- Australijczycy, którzy znaleźli się na celowniku zagranicznych służb wywiadowczych, to byli i obecni urzędnicy państwowi o wysokiej randze, ale także naukowcy, członkowie think tanków, przedsiębiorcy i członkowie diaspor - wyliczał na posiedzeniu rządu Burgess. Burgess dodał, że choć kluczowym zagrożeniem dla bezpieczeństwa kraju wciąż pozostaje terroryzm, to szpiegostwo i zagraniczne interwencje - także z krajów, które określił jako "przyjaciele z tendencjami do przepychania się" - były głównym problemem, z jakim mierzyła się agencja w ubiegłym roku i mierzy obecnie.
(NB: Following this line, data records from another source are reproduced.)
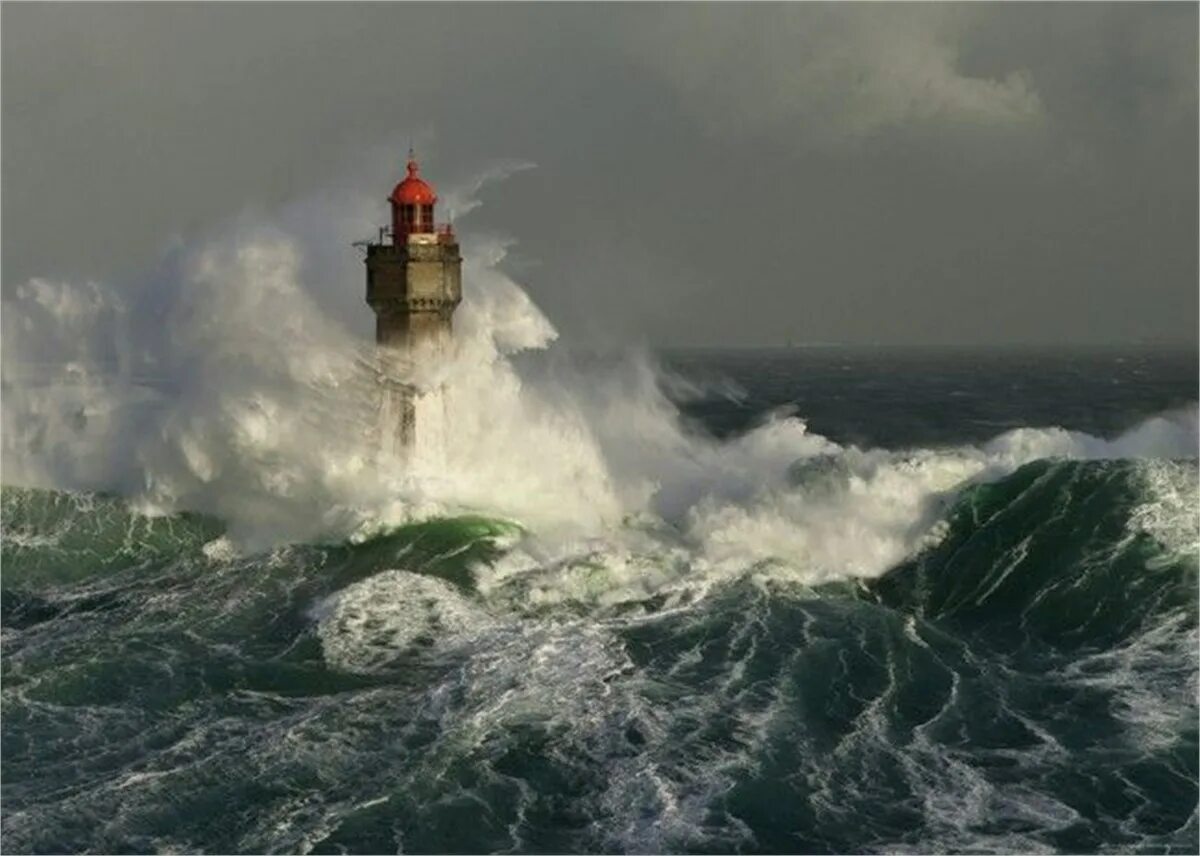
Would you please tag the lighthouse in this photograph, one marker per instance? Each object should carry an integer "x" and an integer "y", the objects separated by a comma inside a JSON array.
[{"x": 414, "y": 283}]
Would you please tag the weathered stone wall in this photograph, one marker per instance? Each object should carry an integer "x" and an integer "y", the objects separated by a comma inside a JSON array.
[{"x": 414, "y": 289}]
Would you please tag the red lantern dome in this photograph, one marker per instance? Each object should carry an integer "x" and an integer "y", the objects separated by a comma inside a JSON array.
[
  {"x": 412, "y": 205},
  {"x": 413, "y": 190}
]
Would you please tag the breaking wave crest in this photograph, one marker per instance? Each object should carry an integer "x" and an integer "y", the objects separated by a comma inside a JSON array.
[{"x": 585, "y": 626}]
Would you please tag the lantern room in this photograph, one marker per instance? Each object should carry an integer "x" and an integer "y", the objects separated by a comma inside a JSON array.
[{"x": 412, "y": 205}]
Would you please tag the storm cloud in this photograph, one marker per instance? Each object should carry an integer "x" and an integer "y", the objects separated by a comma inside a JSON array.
[{"x": 708, "y": 174}]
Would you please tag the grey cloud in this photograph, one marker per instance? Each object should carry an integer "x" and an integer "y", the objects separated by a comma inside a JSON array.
[{"x": 706, "y": 173}]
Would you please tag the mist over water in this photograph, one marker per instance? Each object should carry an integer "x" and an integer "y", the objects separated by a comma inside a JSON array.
[{"x": 629, "y": 605}]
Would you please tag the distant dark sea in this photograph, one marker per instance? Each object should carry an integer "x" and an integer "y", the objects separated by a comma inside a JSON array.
[{"x": 1020, "y": 676}]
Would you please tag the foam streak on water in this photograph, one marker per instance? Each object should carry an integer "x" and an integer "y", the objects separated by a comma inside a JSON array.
[{"x": 588, "y": 626}]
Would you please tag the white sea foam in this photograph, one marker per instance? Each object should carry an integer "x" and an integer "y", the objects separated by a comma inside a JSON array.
[{"x": 231, "y": 383}]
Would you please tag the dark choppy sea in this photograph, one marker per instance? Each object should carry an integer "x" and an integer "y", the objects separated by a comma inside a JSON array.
[{"x": 1014, "y": 669}]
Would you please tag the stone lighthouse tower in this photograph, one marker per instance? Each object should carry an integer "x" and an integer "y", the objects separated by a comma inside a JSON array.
[{"x": 414, "y": 283}]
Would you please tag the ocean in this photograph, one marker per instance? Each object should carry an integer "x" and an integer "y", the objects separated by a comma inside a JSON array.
[{"x": 761, "y": 600}]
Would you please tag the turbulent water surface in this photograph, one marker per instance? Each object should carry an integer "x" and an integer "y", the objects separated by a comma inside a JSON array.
[{"x": 955, "y": 611}]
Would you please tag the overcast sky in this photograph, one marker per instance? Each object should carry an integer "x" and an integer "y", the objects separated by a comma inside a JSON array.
[{"x": 731, "y": 174}]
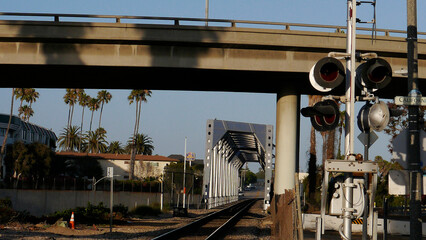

Szef ASIO przestrzegł, że przed majowymi wyborami parlamentarnymi obce wywiady będą starały się ingerować w sprawy Australii. Przyznał, że agencja już wykryła i udaremniła spisek związany z głosowaniem, ale nie sprecyzował, jakie państwa lub terytoria były weń zaangażowane.
W tym kontekście Burgess wspomniał jedynie o "zamożnym człowieku, który porusza marionetkami i jest bezpośrednio, głęboko powiązany z obcym rządem i jego agencjami wywiadowczymi". Według dyrektora ASIO do inwigilacji Australii przygotowano setki tysięcy dolarów trzymanych na zamorskich kontach bankowych. "To taki start-up zagranicznej agencji wywiadowczej" - dodał.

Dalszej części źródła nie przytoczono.